La savonnette revenue dans son box sans une égratignure, je rends leur première visite de la journée à mes trois petits protégés, avec un peu de retard il est vrai.

A force de glander dans les rues pour laisser le temps aux appartements de simuler la vie, je termine finalement ma deuxième tournée sur le tard. La nuit plutôt douce me tente et pousse à rentrer à pied. Après avoir rejoint la toute proche place de l'Alma et admiré le seul bel immeuble de l'endroit, du plus pur style "Jenesékoi", je dirige mes clapes vers les quais pour regagner mon chez-moi.
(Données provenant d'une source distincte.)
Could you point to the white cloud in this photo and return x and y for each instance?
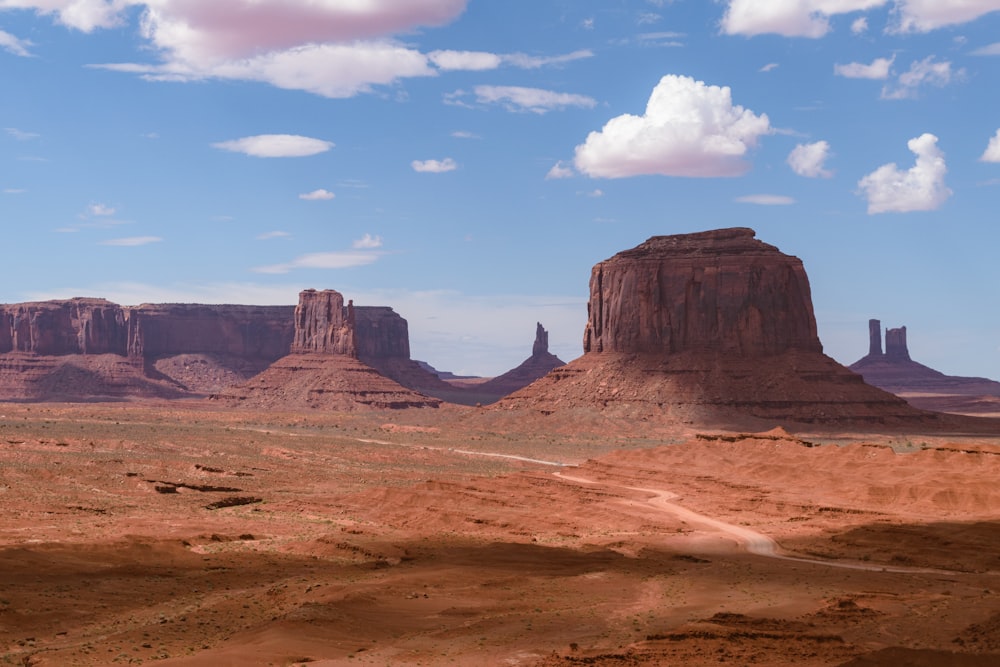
(471, 61)
(267, 236)
(83, 15)
(334, 49)
(101, 210)
(879, 69)
(992, 152)
(525, 61)
(766, 200)
(920, 188)
(276, 145)
(367, 242)
(808, 159)
(321, 260)
(317, 195)
(661, 39)
(537, 100)
(20, 135)
(927, 15)
(12, 44)
(924, 72)
(689, 129)
(434, 166)
(791, 18)
(560, 170)
(132, 241)
(477, 61)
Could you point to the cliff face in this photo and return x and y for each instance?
(74, 326)
(714, 327)
(534, 367)
(323, 325)
(84, 348)
(921, 385)
(97, 326)
(342, 358)
(721, 291)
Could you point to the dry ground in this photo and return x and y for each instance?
(181, 535)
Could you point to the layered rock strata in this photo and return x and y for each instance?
(707, 327)
(340, 355)
(87, 348)
(920, 385)
(534, 367)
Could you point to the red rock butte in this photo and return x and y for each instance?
(702, 328)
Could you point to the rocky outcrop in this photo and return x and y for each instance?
(720, 291)
(534, 367)
(86, 348)
(920, 385)
(342, 358)
(714, 327)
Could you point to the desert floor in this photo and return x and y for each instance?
(183, 535)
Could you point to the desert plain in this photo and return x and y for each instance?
(184, 533)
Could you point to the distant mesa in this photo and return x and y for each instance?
(534, 367)
(85, 348)
(327, 367)
(706, 327)
(923, 387)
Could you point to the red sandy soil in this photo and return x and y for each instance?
(181, 535)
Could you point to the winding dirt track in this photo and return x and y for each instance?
(749, 540)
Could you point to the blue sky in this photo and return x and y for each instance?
(468, 161)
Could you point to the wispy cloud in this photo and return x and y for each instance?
(878, 69)
(321, 260)
(434, 166)
(276, 145)
(992, 152)
(535, 100)
(367, 242)
(267, 236)
(317, 195)
(21, 135)
(990, 50)
(100, 210)
(560, 170)
(766, 200)
(11, 44)
(478, 61)
(132, 241)
(922, 73)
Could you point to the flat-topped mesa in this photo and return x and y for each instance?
(323, 324)
(720, 291)
(71, 326)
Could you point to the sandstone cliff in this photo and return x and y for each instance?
(706, 328)
(534, 367)
(920, 385)
(720, 291)
(342, 358)
(88, 348)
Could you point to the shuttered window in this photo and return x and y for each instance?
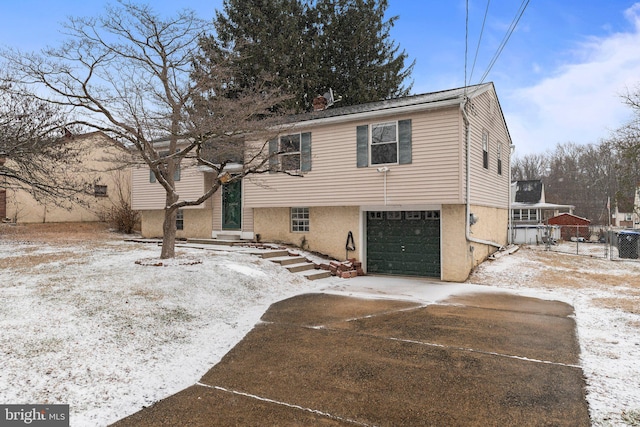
(384, 143)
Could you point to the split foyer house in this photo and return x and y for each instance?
(416, 186)
(530, 213)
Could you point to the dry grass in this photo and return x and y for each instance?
(558, 270)
(60, 233)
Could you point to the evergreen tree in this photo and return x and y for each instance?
(313, 46)
(358, 60)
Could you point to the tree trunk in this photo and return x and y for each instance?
(169, 229)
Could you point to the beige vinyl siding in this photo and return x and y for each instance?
(487, 187)
(434, 176)
(146, 195)
(216, 205)
(100, 163)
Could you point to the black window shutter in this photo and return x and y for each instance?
(273, 158)
(404, 141)
(362, 144)
(305, 152)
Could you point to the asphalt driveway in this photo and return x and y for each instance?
(481, 359)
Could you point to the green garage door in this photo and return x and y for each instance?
(404, 243)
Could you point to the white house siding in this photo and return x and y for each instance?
(99, 164)
(434, 176)
(487, 187)
(328, 229)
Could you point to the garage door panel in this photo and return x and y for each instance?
(404, 243)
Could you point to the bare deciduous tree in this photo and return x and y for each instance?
(130, 74)
(35, 154)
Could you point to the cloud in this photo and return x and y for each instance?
(581, 102)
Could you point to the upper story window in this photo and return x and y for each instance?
(384, 143)
(176, 174)
(485, 149)
(290, 153)
(180, 220)
(99, 190)
(300, 219)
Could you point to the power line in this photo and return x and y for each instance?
(484, 20)
(512, 27)
(466, 42)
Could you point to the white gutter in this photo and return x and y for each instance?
(467, 229)
(372, 114)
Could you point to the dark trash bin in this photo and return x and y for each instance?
(628, 244)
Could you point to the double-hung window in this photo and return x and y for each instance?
(300, 219)
(99, 190)
(383, 143)
(485, 149)
(290, 153)
(180, 220)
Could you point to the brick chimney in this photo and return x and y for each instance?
(319, 103)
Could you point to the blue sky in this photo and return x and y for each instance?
(559, 78)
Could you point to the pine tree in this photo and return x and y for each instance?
(311, 47)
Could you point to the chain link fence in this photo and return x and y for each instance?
(593, 241)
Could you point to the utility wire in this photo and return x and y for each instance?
(466, 44)
(512, 27)
(484, 20)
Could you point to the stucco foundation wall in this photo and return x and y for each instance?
(459, 257)
(456, 259)
(328, 229)
(197, 224)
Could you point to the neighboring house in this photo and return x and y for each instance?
(572, 227)
(100, 160)
(530, 213)
(409, 186)
(628, 219)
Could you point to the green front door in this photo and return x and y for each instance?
(232, 206)
(404, 243)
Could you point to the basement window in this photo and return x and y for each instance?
(100, 190)
(180, 220)
(299, 220)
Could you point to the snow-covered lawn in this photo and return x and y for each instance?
(606, 298)
(82, 324)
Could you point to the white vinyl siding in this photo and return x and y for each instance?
(148, 196)
(433, 176)
(488, 189)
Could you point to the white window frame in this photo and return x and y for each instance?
(395, 142)
(299, 220)
(485, 149)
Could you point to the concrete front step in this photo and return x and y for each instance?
(296, 268)
(315, 274)
(275, 254)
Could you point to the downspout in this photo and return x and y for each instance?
(467, 230)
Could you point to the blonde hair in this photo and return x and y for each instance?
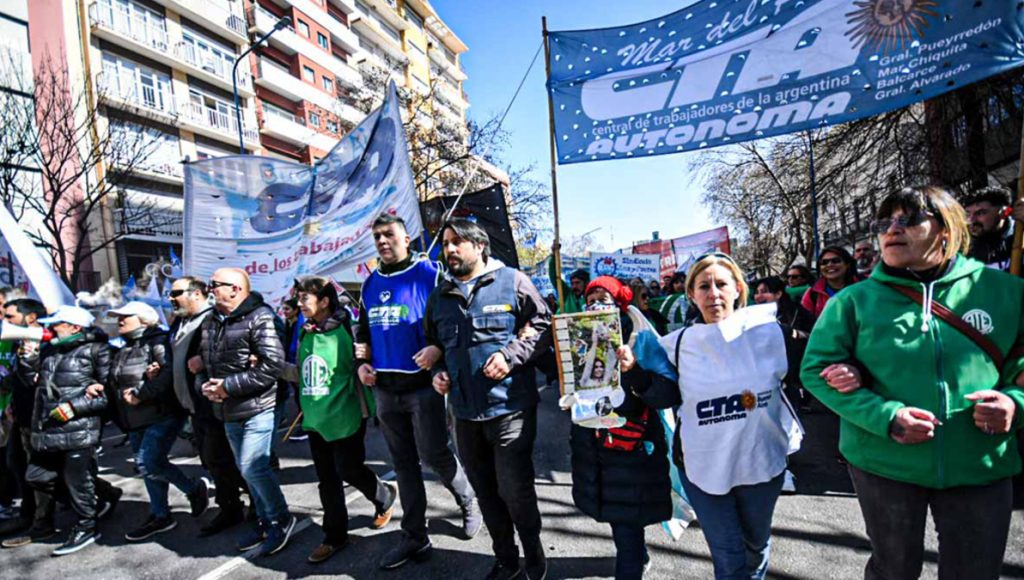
(726, 262)
(942, 205)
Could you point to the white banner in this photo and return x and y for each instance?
(43, 282)
(280, 220)
(626, 266)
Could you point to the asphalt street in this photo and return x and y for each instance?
(817, 533)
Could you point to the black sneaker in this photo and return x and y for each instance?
(504, 572)
(223, 520)
(200, 500)
(152, 527)
(407, 549)
(276, 537)
(80, 538)
(105, 507)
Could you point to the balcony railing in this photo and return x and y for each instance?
(156, 98)
(220, 121)
(216, 67)
(151, 222)
(110, 17)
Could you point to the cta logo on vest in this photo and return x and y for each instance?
(730, 408)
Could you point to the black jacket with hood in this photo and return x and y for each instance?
(128, 373)
(66, 368)
(227, 343)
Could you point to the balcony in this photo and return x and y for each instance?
(291, 128)
(155, 102)
(118, 27)
(214, 123)
(213, 15)
(441, 59)
(213, 71)
(154, 42)
(341, 33)
(275, 78)
(292, 43)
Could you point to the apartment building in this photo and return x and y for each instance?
(164, 68)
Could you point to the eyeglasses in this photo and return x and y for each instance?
(880, 226)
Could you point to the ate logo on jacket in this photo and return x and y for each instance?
(730, 408)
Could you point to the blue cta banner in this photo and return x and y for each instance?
(727, 71)
(279, 219)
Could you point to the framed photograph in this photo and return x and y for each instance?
(588, 368)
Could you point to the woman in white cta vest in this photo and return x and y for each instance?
(735, 426)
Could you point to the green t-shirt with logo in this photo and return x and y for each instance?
(7, 355)
(333, 402)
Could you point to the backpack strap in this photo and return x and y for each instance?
(960, 324)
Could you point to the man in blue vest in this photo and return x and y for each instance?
(395, 360)
(493, 326)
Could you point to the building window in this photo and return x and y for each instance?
(414, 18)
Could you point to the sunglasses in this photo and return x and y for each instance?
(880, 226)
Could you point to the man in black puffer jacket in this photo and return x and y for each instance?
(243, 358)
(66, 420)
(141, 388)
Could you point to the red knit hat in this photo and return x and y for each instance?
(621, 293)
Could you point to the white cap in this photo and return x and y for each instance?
(71, 315)
(135, 308)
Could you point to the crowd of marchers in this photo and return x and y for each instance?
(914, 341)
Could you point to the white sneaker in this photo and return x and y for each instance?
(788, 483)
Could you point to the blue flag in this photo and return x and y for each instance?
(729, 71)
(279, 220)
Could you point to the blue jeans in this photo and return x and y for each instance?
(251, 443)
(631, 550)
(152, 447)
(736, 526)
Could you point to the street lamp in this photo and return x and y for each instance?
(285, 22)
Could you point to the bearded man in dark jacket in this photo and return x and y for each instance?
(66, 420)
(147, 410)
(242, 357)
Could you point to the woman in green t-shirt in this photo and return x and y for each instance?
(335, 409)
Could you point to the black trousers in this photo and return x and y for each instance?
(972, 522)
(338, 462)
(77, 469)
(218, 459)
(415, 426)
(498, 455)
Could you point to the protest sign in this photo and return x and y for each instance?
(279, 219)
(718, 73)
(626, 266)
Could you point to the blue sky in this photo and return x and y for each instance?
(628, 199)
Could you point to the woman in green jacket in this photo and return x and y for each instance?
(933, 425)
(335, 409)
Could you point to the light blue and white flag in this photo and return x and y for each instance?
(279, 219)
(728, 71)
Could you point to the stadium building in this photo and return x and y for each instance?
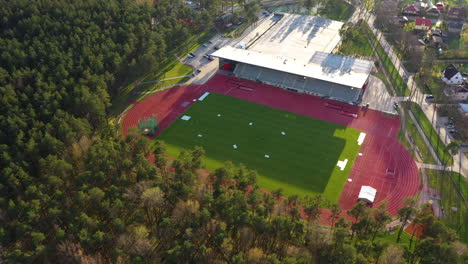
(294, 52)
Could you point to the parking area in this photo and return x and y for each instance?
(377, 97)
(198, 61)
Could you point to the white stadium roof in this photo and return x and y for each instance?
(322, 66)
(294, 36)
(367, 194)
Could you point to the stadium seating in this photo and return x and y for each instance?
(292, 81)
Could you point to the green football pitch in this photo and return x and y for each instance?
(302, 160)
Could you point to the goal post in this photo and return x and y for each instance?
(148, 125)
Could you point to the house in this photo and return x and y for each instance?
(455, 12)
(452, 76)
(464, 109)
(436, 32)
(422, 23)
(433, 11)
(437, 41)
(440, 6)
(455, 27)
(457, 93)
(410, 10)
(420, 5)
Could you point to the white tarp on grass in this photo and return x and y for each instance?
(361, 138)
(203, 96)
(367, 194)
(342, 164)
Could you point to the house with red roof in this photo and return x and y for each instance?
(455, 12)
(440, 6)
(433, 11)
(410, 10)
(422, 23)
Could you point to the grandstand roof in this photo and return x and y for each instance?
(294, 36)
(322, 66)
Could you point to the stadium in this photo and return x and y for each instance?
(294, 52)
(284, 105)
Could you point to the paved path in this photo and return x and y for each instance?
(377, 96)
(431, 166)
(162, 80)
(460, 160)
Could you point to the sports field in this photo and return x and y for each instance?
(301, 160)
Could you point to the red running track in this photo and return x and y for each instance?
(381, 151)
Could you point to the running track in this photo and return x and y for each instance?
(381, 150)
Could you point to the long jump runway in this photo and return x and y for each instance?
(385, 164)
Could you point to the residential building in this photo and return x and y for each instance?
(422, 23)
(452, 76)
(455, 27)
(410, 10)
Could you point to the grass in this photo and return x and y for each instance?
(417, 139)
(430, 133)
(301, 162)
(175, 69)
(391, 237)
(452, 187)
(398, 84)
(170, 66)
(454, 42)
(356, 43)
(382, 77)
(340, 10)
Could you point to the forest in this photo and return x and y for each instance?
(73, 189)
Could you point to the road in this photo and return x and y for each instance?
(460, 160)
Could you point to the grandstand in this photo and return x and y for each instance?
(293, 52)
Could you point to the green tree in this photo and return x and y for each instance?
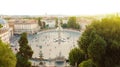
(56, 22)
(101, 42)
(61, 21)
(1, 26)
(64, 25)
(87, 63)
(44, 25)
(25, 52)
(72, 23)
(76, 56)
(7, 58)
(39, 22)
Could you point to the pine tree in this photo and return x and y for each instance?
(25, 52)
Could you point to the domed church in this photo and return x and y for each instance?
(5, 31)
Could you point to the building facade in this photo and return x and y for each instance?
(27, 26)
(5, 31)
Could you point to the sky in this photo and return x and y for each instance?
(58, 7)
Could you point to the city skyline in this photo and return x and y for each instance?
(58, 7)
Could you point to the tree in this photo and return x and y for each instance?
(87, 63)
(72, 23)
(44, 25)
(101, 42)
(56, 22)
(61, 21)
(7, 58)
(39, 22)
(1, 26)
(25, 52)
(76, 56)
(64, 25)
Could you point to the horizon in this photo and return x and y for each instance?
(59, 7)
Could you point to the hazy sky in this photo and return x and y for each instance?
(58, 7)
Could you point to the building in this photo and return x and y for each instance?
(49, 22)
(5, 31)
(28, 26)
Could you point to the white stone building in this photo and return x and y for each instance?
(28, 26)
(49, 22)
(5, 32)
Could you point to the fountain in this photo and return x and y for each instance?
(59, 30)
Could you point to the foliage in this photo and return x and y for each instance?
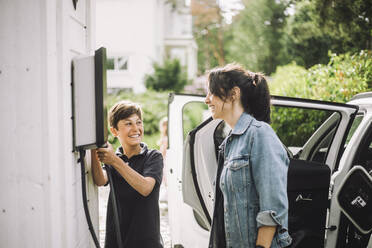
(154, 107)
(169, 76)
(269, 33)
(209, 32)
(304, 41)
(343, 77)
(322, 25)
(256, 35)
(349, 22)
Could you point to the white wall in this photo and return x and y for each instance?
(40, 186)
(132, 28)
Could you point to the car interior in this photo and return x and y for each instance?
(308, 202)
(349, 235)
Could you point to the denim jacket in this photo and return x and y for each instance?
(254, 184)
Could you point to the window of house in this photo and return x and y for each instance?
(118, 63)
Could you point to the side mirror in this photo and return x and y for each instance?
(355, 198)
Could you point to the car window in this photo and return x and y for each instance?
(295, 127)
(358, 119)
(364, 155)
(193, 113)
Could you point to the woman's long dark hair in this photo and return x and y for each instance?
(254, 91)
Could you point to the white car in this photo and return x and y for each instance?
(329, 177)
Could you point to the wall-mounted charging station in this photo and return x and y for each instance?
(89, 89)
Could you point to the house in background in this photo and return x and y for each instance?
(139, 33)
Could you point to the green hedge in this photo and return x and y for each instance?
(338, 81)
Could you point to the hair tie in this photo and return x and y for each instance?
(255, 79)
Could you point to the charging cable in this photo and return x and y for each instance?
(114, 205)
(109, 169)
(85, 201)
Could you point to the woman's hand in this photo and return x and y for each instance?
(107, 155)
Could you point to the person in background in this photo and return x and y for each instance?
(136, 176)
(251, 205)
(163, 145)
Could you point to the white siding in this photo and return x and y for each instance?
(40, 185)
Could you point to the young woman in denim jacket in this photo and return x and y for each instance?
(251, 206)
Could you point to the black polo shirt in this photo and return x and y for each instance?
(138, 215)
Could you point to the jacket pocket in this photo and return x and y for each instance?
(237, 164)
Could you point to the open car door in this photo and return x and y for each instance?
(314, 133)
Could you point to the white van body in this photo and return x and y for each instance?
(336, 144)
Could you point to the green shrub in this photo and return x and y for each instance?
(343, 77)
(338, 81)
(169, 76)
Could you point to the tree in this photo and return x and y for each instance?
(169, 76)
(319, 26)
(257, 34)
(348, 21)
(208, 30)
(304, 41)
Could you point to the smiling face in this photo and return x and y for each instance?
(216, 105)
(129, 131)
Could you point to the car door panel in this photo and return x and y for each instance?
(306, 179)
(307, 189)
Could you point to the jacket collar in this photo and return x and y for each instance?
(245, 120)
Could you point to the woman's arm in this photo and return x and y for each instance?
(99, 175)
(143, 185)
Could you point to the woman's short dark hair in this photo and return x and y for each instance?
(122, 110)
(254, 91)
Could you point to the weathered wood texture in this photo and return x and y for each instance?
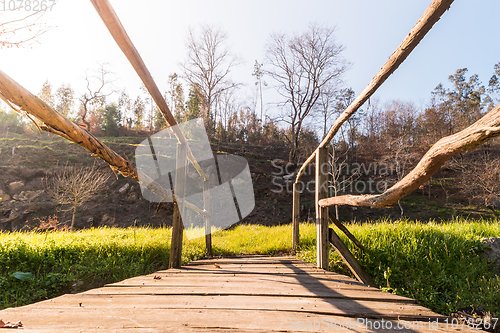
(431, 15)
(350, 260)
(179, 206)
(252, 294)
(321, 192)
(486, 128)
(206, 217)
(346, 231)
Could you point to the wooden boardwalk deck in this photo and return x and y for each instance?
(251, 294)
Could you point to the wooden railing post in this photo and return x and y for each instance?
(206, 217)
(179, 206)
(322, 238)
(295, 217)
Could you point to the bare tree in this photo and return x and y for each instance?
(19, 29)
(303, 66)
(96, 92)
(75, 186)
(208, 65)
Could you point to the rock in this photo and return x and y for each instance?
(124, 188)
(26, 196)
(4, 197)
(492, 202)
(15, 185)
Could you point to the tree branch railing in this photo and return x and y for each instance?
(486, 128)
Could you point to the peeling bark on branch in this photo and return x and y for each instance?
(22, 100)
(473, 136)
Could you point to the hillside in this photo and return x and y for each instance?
(26, 160)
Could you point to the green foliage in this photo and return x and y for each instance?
(36, 266)
(438, 264)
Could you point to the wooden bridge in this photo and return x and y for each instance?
(247, 294)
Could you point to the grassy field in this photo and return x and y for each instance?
(439, 264)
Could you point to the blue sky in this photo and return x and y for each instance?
(466, 36)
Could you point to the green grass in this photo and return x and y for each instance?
(438, 264)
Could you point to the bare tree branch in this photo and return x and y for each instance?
(486, 128)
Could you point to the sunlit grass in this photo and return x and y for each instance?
(439, 264)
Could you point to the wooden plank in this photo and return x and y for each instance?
(206, 217)
(78, 319)
(350, 260)
(295, 217)
(312, 291)
(342, 307)
(342, 227)
(234, 302)
(321, 192)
Arrivé dans ma zone de reconnaissance, au détour d'une rue autorisant le regard furtif j'aperçois, pas très loin dans mon sillage, devinez qui? Mon Starsky adoré. Il doit commencer à prendre du métier car pour la première fois de notre courte vie commune, je viens de ne le remarquer qu'à l'instant. L'envie de lui courir dans les bras pour le féliciter et lui montrer ma joie de me savoir à nouveau esclave de son regard inquisiteur et protecteur traverse mon esprit enfantin, mais l'adulte me conseille de garder mes distances, pour une relation fiable et durable.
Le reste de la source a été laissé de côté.